Due to the tremendous recent returns of many large cap stocks and the lagging returns of many small cap non-technology companies, investors have been pouring money into the larger cap stocks at the expense of many smaller stocks. This increasing flow of funds into the better-performing stocks propels them even higher, continuing the cycle. At some point, investors are going to take a look at the price/growth prospects of their portfolios and reallocate some of their money to some of the faster growing small cap stocks that have missed out on the recent stock market rally.
I would prefer to be ahead, rather than behind, that shift in sentiment by digging through the rubble of small cap land to find the hidden gems. One company that falls into this category is Casey's General Stores (Nasdaq: CASY), a Midwestern operator of convenience stores. Not a terribly exciting business, mind you, but one that has posted significant annual earnings gains over the past eight years. The stock currently trades at around 20x earnings estimates for the fiscal year ending in April. Analysts polled by First Call project that the company will have a long-term earnings growth rate of 18%.
The primary advantage that Casey's has over its competitors is locating in small towns. According to the company's most recent 10-K filing, 71% of Casey's stores are located in towns with 5,000 or fewer people. Only 7% of the stores are in areas with populations over 20,000. This strategy reduces competition since many of the national competitors strive to locate in markets that are larger. In addition, since options for eating out are limited, Casey's has a better chance of selling a lot of high-margin prepared foods like pizza.
Most of the competition that Casey's encounters comes from local and regional competitors. Because of its size and deeper pockets, the company is better able than most competitors to provide customers with low gasoline prices, a clean store, and added services like extended hours.

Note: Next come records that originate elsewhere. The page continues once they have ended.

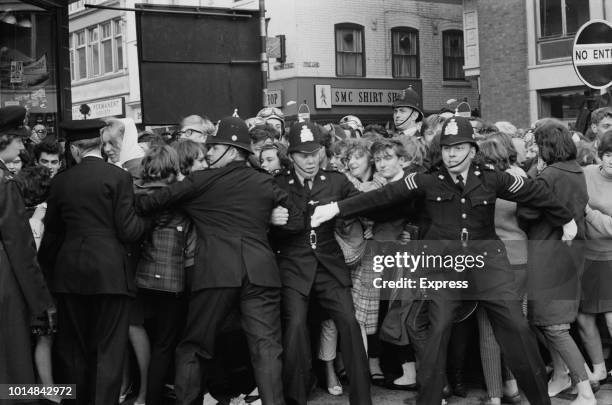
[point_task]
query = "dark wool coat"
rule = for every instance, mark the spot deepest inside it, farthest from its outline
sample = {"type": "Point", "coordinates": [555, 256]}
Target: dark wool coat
{"type": "Point", "coordinates": [554, 268]}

As of last quarter, the company operated 1,176 stores (14% of which were franchised), up from 1,109 last April. The heaviest concentration of stores is in Iowa, Illinois, and Missouri, which each have more than 200 locations. No other state accounted for more than 100 stores. Management believes that Casey's has plenty of room to grow within its current nine state region. With a distribution facility large enough to support 1,500 stores, the company has the capacity to service growth over the next three years assuming its historical store growth rate of 6%-7%.
Sales and profitability of Casey's can occasionally be affected by fluctuating oil prices, which may be one reason investors have recently shied away from the stock. The only year in recent history when earnings increased at a less-than-double-digit rate was fiscal 1997, when oil prices hopped around frenetically. Once prices and margins stabilized, though, Casey's got back on its more typical 20% annual growth pace. If the recent low gas prices impact earnings, I would suspect that it would once again be a short-lived phenomena.
The reason fluctuating gas prices isn't that much of a long-term worry is that most of the company's profitability comes from non-gas sales. Although only 39% of retail sales over the past three years were not gasoline, these sales were responsible for 73% of gross profit. This is because gross margin on food (particularly prepared food) is much higher than the 10% or so the company gets on gas. Casey's strategy is to get people into the door with low gas prices, but to make most of its money from other purchases.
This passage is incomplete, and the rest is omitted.